Einen guten Rutsch
/Happy New Year! Or as the Germans would say it “einen guten Rutsch!”
The phrase meaning “a good slide” took on new meaning when after a foolhardy attempt to achieve the perennial “do more exercise” New Year’s Resolution, I went for a run and injured my foot navigating the muddy terrain. From the outset it was evident that I was heading for a fall both figuratively and literally.
With Philippe, the athletic Übermensch, pressing ahead, I trotted behind on the first jog of the year, enjoying not so much the changing scenery but more a generous sense of self-satisfaction. Jogging! A few days into the new year! What a noble and dedicated being I was. This was going to be my year - I was achieving my goals and pretty soon, I too would be in the ranks of the flourishing elite.
Cut to a few hours later…
Something was off. The runner’s high had long since faded, I was back at home and ready to eat my weight in carbohydrates, but my right foot was not right. I took off my trainer and put my foot on the floor. The pain was excruciating. All of a sudden a movement I had done with unconscious ease since I was 13 months old was unbearable and very much at the front of my thoughts. What a crazy thing it now seemed that one’s whole weight should be borne by those two funny-looking appendages, the feet. I was suddenly feeling every pound of flesh (and shortbread) that consisted my post-Christmas frame being transmitted through the damaged structures of my right foot.
I began to limp.
“Philippe,” I said, possibly with a touch of melodrama. “I think I need to see a doctor.”

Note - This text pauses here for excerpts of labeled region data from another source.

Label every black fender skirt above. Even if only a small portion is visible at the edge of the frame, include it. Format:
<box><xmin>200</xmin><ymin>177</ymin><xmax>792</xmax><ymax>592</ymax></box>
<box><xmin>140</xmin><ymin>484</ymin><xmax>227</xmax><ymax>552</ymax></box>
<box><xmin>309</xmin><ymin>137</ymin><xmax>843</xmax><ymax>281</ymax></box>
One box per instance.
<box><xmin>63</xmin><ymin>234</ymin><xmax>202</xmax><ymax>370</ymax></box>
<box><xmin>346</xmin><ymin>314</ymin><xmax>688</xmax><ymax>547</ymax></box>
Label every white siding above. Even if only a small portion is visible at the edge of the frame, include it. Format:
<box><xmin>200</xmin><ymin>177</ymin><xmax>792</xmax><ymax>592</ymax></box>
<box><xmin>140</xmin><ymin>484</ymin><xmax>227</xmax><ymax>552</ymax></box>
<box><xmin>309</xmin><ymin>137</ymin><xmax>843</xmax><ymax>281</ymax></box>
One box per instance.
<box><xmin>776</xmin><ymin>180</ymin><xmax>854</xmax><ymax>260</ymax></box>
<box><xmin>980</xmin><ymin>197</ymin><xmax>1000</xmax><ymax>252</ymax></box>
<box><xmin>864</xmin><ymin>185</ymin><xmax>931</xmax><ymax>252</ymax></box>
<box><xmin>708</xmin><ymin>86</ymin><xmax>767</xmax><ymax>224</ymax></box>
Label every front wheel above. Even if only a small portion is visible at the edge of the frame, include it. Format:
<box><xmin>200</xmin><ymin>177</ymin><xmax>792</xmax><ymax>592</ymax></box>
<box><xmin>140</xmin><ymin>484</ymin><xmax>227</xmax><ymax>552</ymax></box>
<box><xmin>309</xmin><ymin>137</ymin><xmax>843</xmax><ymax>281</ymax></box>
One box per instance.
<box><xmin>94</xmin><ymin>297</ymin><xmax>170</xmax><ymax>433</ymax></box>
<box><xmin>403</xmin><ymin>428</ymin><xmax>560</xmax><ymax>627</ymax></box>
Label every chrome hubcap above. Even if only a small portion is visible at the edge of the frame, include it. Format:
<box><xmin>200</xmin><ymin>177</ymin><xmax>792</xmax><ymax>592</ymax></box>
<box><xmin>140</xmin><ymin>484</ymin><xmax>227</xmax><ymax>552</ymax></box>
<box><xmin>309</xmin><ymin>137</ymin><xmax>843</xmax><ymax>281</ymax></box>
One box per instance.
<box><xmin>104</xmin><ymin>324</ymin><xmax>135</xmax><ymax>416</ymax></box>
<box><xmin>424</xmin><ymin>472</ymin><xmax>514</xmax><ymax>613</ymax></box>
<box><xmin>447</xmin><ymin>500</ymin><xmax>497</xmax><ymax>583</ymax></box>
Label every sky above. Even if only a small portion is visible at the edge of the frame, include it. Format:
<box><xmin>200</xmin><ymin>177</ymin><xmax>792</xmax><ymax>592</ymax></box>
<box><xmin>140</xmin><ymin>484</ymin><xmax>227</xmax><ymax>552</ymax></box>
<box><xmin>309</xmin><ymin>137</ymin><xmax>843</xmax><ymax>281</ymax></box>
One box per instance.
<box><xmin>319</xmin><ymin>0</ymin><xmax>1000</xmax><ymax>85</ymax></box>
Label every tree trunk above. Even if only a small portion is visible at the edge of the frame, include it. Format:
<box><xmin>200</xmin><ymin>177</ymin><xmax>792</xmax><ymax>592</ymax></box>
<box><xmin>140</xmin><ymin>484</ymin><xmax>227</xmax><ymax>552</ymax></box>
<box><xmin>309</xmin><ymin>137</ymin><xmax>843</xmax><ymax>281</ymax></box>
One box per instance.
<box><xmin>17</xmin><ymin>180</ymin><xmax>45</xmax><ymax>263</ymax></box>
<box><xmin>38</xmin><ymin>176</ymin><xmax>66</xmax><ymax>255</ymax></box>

I was at a loss as to what to do. In the U.K. I would have been in my element, rocking up to the nearest Minor Injuries Unit with a potted history and even a provisional diagnosis (it had to be a stress fracture right? Over-confident, unfit asian does too much exercise too soon? If it’s not a heart attack (wrong age range) it has to be a stress fracture. If this were a multiple choice question on a medical exam that would definitely be the correct response). But I was not in the U.K. and I had no idea where to go when seeking medical care in an out-of-hours, non-emergency situation.
I asked Philippe but being an Übermensch, he had never had to seek medical care for any injuries. In the end we ended up asking the next most informed source. First we googled “what to do when you hurt your foot in Germany?” and then when the messaging boards suggested an emergency walk-in clinic we googled clinics in the area. Which is how I ended up waiting with a cross-section of Munich’s population in the walk-in emergency clinic on the first Saturday of the new year. To my right a sniffly baby snuffled and to my left a bruised granny stared into the middle distance. It was a scene familiar from my days in the NHS but this time I was part of the morose mass in the waiting room. The only difference being that this waiting room was beautifully lit and kitted out in sparkling white tile. Oh, and everything was in German.
The only thing I truly understood was my name, which was mangled by flustered pronunciation and a heavy Bavarian accent. Even for a language that is compound noun friendly, my name has a lot of syllables in it and the nurse stumbled over the letters in the same way teachers, examiners and bureaucrats have been doing since time immemorial.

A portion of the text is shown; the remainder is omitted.